La crisis comenzó —como es habitual en el febril clima político del Reino Unido— con fuentes anónimas dispuestas a marcar una narrativa: la de que Starmer estaba dispuesto a luchar en caso de que sus compañeros trataran de deponerlo. Desde el círculo del premier se difundió el mensaje de que este daría la batalla. Y lanzaba una admonición ante la presunta ambición del ministro Streeting, uno de los nombres que cotizan al alza en el laborismo, que nunca ha ocultado sus aspiraciones de encabezar la formación en el futuro.

El problema es que, más allá del descontento patente desde hace meses en el partido, no había indicio de revuelta inmediata, ni de maquinaciones por parte de Streeting. La hábil reacción del ministro de Sanidad tras ser señalado como promotor del conato de magnicidio ha reforzado su perfil al tiempo que ha aumentado la fragilidad de Starmer tan solo 16 meses después de arrasar en las elecciones.

Este jueves, durante una visita a Gales, el primer ministro trató de recuperar la iniciativa, asegurando que, tras haber hablado con su equipo, le habían garantizado que el dedo señalando a Streeting no había salido del Número 10. “Pero he dejado claro que lo encuentro absolutamente inaceptable”, dijo.

Streeting, como otros destacados miembros del Gobierno como el titular de Medio Ambiente y exlíder laborista, Ed Miliband, han reclamado el cese del responsable del mensaje que acabó abriendo la caja de los truenos.

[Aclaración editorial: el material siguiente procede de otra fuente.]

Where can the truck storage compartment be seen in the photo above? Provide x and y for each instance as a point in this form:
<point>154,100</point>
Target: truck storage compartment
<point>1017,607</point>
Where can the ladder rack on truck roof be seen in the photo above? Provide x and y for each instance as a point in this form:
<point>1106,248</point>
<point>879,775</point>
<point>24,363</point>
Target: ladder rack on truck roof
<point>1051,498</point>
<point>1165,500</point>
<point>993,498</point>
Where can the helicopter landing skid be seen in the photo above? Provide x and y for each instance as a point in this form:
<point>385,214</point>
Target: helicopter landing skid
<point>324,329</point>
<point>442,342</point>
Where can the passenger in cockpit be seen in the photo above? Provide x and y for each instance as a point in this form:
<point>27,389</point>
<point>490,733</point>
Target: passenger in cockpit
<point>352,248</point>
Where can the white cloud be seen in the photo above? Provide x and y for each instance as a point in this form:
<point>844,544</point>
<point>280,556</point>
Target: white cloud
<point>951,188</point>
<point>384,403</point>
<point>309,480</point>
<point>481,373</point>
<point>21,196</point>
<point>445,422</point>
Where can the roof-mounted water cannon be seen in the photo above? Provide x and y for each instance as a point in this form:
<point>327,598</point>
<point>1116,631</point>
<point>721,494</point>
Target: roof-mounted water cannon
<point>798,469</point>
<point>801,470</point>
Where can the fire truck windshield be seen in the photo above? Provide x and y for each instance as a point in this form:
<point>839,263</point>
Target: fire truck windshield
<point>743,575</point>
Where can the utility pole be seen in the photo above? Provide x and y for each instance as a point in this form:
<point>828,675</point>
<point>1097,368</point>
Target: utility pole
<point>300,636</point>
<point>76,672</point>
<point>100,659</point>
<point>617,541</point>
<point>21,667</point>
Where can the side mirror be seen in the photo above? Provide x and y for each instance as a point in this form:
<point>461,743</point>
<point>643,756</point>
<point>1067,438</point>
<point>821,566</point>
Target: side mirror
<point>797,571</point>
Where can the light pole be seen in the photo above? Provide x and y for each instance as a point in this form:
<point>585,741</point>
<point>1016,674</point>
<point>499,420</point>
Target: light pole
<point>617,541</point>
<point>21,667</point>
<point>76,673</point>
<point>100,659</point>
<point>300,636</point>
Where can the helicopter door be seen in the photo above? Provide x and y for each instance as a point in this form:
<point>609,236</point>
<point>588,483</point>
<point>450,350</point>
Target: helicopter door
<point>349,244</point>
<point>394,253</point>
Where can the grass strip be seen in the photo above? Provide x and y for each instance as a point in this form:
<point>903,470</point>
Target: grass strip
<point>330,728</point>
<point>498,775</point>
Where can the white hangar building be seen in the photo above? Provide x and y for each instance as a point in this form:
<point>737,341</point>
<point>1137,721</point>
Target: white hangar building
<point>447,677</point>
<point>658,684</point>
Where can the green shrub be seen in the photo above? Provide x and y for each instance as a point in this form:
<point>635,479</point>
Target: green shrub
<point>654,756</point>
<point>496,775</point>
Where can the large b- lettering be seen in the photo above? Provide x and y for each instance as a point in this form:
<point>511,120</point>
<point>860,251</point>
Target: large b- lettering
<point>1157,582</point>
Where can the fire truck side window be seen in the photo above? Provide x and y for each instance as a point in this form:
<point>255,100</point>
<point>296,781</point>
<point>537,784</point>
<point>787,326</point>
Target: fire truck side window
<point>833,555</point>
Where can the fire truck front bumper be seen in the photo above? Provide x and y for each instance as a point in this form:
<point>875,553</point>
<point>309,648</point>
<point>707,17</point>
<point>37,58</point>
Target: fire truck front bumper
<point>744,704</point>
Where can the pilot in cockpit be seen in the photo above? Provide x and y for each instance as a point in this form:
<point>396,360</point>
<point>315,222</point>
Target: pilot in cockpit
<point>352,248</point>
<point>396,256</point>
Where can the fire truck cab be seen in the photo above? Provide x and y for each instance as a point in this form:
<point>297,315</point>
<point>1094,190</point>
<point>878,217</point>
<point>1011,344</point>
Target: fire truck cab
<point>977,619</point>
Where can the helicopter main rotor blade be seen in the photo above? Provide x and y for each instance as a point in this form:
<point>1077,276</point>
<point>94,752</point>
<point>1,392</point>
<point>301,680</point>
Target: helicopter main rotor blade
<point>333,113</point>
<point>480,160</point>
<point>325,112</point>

En el epicentro del terremoto se encuentra quien, en la práctica, ejerce como mano derecha de Starmer, Morgan McSweeney, actual jefe de Gabinete en Downing Street. A él se le atribuye la minuciosa planificación de campaña que permitió la rotunda victoria electoral en las generales de julio del año pasado, y su destino está intrínsecamente ligado a la suerte de Starmer. Este jueves, el premier refrendó su confianza en McSweeney.

El clima de aprensión refleja el pánico que domina en Downing Street, transcurridos poco más de 16 meses desde la arrolladora victoria que devolvió a la izquierda al poder en el Reino Unido, tras 15 años en la oposición. La euforia inicial dio pronto paso a la decepción por una serie de medidas controvertidas que han lastrado la popularidad del Gobierno, como la polémica retirada de las ayudas a la calefacción de los pensionistas, posteriormente revertida parcialmente; la falta de avances en la reforma del sistema de bienestar, o la percepción de caos en el Número 10.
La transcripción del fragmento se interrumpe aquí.